You'll be responsible for

• Identify new IT Components in the SOx scope;
• Mapping IT processes and risks and recommending improvements in accordance with best practices;
• Support 1LoD to identify IT key controls and compensatory controls to mitigate the risks;
• Execute walkthroughs, tests of design, and tests of effectiveness;
• Analyze the severity of deficiencies;
• Validate the action plans to remediate deficiencies;
• Monitor the action plans and deadlines to remediate the deficiencies identified;
• Use ETL processes for database analysis, datasets, and connections with other services for the continuous assessment of internal controls;
• Participate in internal initiatives focused on improving the SOx process (e.g., Methodology Update, Risk Management Tool Implementation, Test Automation, etc.);
• Work closely with the risk management business units to develop and coordinate tailored and integrated initiatives;
• Design policies, procedure manuals, technical manuals, methodologies, requirements, and any other risk management-related documentation;
• Track key objectives, indicators, and action plans with the appropriate involved parties, reporting results and proposing adjustments prior to reaching the objective target;
• Create relevant materials to enable forums and committees to be informed, discuss, take decisions, and communicate to the proper public.
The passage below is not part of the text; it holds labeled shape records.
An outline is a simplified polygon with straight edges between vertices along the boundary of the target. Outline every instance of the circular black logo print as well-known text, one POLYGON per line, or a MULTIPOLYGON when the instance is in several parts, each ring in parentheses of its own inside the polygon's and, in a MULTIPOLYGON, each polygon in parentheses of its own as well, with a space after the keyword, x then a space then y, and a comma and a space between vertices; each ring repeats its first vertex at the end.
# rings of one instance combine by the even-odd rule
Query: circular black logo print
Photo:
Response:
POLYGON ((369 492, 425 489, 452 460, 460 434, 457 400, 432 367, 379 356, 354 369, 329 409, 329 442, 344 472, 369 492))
We are looking for a person who has

• Experience with SOx control testing campaigns, design, and oversight of control implementation;
• Ability to deal with SOx root cause, substantive, and severity analysis definition, conduction, review, and presentation;
• Experience in ETL/ELT in a Cloud Environment;
• Knowledge of SQL, Scala, or other data manipulation language;
• Knowledge of programming languages;
• Experience with internal controls documentation, such as risk matrices, audit working papers, tests of operating effectiveness library, and generally in result reports;
• Ability to align action plans with other areas focused on SLAs and efficiency;
• Ability to support the BU on the new control's creation;
• Expertise in identifying risks and recommending controls;
• Identifying new technology components and scopes and bringing them to discussion;
• Autonomy and ownership with the need for some level of guidance;
• Previous experience working in Big 4 companies;
• Influencing skills to deal and communicate with different levels of stakeholders;
• Clear and concise communication skills;
• Hands-on experience and approach;
• Knowledge in Google Docs, Big Query, Data Bricks, Jira, Confluence;
• Knowledge of blockchain and crypto products;
• Advanced level of English.

Our Nu Way of Working

Our work model is hybrid and has cycles that can be from two to three months according to the business of expertise. For every eight or twelve weeks of remote work, one will be at the office.

At Nu, we are committed to building a diverse and inclusive workplace that reflects the customers we serve and seek to empower. We hire based on equality, considering gender, ethnicity, race, religion, sexual orientation, and other identity markers as enriching elements to our company while ensuring none of them represent a barrier when recruiting fantastic talent.